Vita Chiesa
Quanti anni servono a un assassino per pentirsi?
La reazione nasce dalla lettura di un articolo di giornale nel quale viene riportata a tutta pagina la notizia del «permesso premio» a Omar, il giovane che con la fidanzata uccise, solo quattro anni fa, la madre e il fratellino di lei. Vorrei fare finta di essere sordo perché in realtà la mia tentazione sarebbe di dargli ragione e dirgli che sinceramente la condanna di quattordici anni, mi sembrava leggera ma la giustificavo col fatto che almeno così l’avrebbe scontata tutta e invece…
Ma non sono sordo, e quindi partecipo alla provocazione. Gli chiedo: forse è veramente maturato. Il giudice gli ha riconosciuto l’impegno e la volontà di diventare una persona nuova, di cambiare. «Peccato però che le persone che lui ha ammazzato non abbiano più nessuna possibilità di cambiare» mi risponde.
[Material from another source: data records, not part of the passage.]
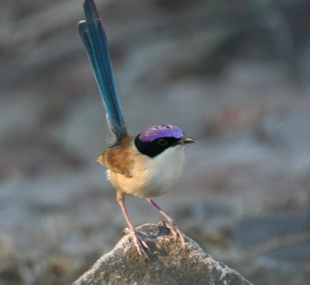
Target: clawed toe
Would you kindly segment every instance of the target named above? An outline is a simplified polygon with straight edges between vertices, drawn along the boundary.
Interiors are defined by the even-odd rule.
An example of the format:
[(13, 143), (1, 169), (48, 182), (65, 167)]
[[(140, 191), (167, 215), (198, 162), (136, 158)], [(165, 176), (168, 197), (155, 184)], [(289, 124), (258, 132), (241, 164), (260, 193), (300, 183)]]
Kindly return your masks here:
[(139, 236), (137, 231), (135, 229), (129, 230), (128, 228), (126, 228), (125, 229), (125, 232), (127, 234), (130, 235), (132, 238), (133, 243), (137, 248), (139, 255), (141, 257), (144, 256), (147, 259), (150, 260), (150, 257), (147, 255), (145, 249), (146, 249), (149, 251), (151, 251), (150, 247), (147, 243)]

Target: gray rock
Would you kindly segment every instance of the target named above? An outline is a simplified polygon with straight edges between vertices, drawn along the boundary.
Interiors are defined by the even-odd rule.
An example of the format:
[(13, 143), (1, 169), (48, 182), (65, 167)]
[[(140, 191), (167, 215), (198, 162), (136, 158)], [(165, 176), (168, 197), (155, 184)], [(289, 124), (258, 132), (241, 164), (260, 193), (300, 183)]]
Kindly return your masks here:
[(151, 249), (151, 261), (140, 258), (126, 235), (73, 285), (251, 285), (237, 272), (214, 260), (190, 238), (186, 238), (183, 247), (164, 225), (146, 224), (138, 230)]

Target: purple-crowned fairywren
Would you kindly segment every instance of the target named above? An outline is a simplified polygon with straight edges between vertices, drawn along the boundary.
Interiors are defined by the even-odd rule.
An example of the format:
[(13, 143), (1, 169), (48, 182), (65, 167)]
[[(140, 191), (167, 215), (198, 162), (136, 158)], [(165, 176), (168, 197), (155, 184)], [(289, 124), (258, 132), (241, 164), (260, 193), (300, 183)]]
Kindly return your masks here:
[(149, 258), (147, 244), (139, 237), (128, 216), (124, 197), (145, 198), (167, 219), (175, 240), (183, 245), (184, 235), (174, 221), (150, 198), (166, 193), (182, 174), (185, 163), (184, 146), (197, 141), (185, 135), (172, 125), (152, 127), (143, 132), (128, 136), (116, 91), (106, 34), (93, 0), (85, 0), (86, 21), (78, 24), (97, 81), (114, 143), (97, 161), (106, 168), (107, 176), (116, 190), (116, 199), (140, 256)]

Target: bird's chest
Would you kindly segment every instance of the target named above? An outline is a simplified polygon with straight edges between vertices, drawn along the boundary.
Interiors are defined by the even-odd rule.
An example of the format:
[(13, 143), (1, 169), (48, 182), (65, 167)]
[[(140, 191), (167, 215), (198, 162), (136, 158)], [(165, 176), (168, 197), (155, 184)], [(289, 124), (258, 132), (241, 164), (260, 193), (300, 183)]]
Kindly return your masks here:
[(150, 158), (146, 170), (147, 197), (166, 193), (180, 179), (184, 169), (185, 156), (181, 146), (167, 150), (158, 157)]

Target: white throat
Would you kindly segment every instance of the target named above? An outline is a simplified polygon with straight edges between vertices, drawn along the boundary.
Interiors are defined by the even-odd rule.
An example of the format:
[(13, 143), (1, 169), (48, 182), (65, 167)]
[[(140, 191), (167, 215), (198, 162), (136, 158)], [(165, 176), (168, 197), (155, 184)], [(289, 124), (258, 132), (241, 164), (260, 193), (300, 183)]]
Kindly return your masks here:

Mentre io penso a ciò che Omar potrà fare di buono, il mio interlocutore insiste su quello che ha fatto. E apparentemente il suo è un ragionamento più valido perché confermato dalla esperienza.
Ma penso: la vita di una persona può essere «chiusa» nel passato? E allora gli chiedo: se fosse suo figlio penserebbe la stessa cosa? «Forse no! ma vorrei comunque che pagasse il suo debito!» Ma le sembra così ingiusto – insisto – far pagare un debito con un «premio» che in fondo responsabilizza e mette nelle condizioni di essere utile agli altri? «A me sembra troppo comodo cambiare così rapidamente!».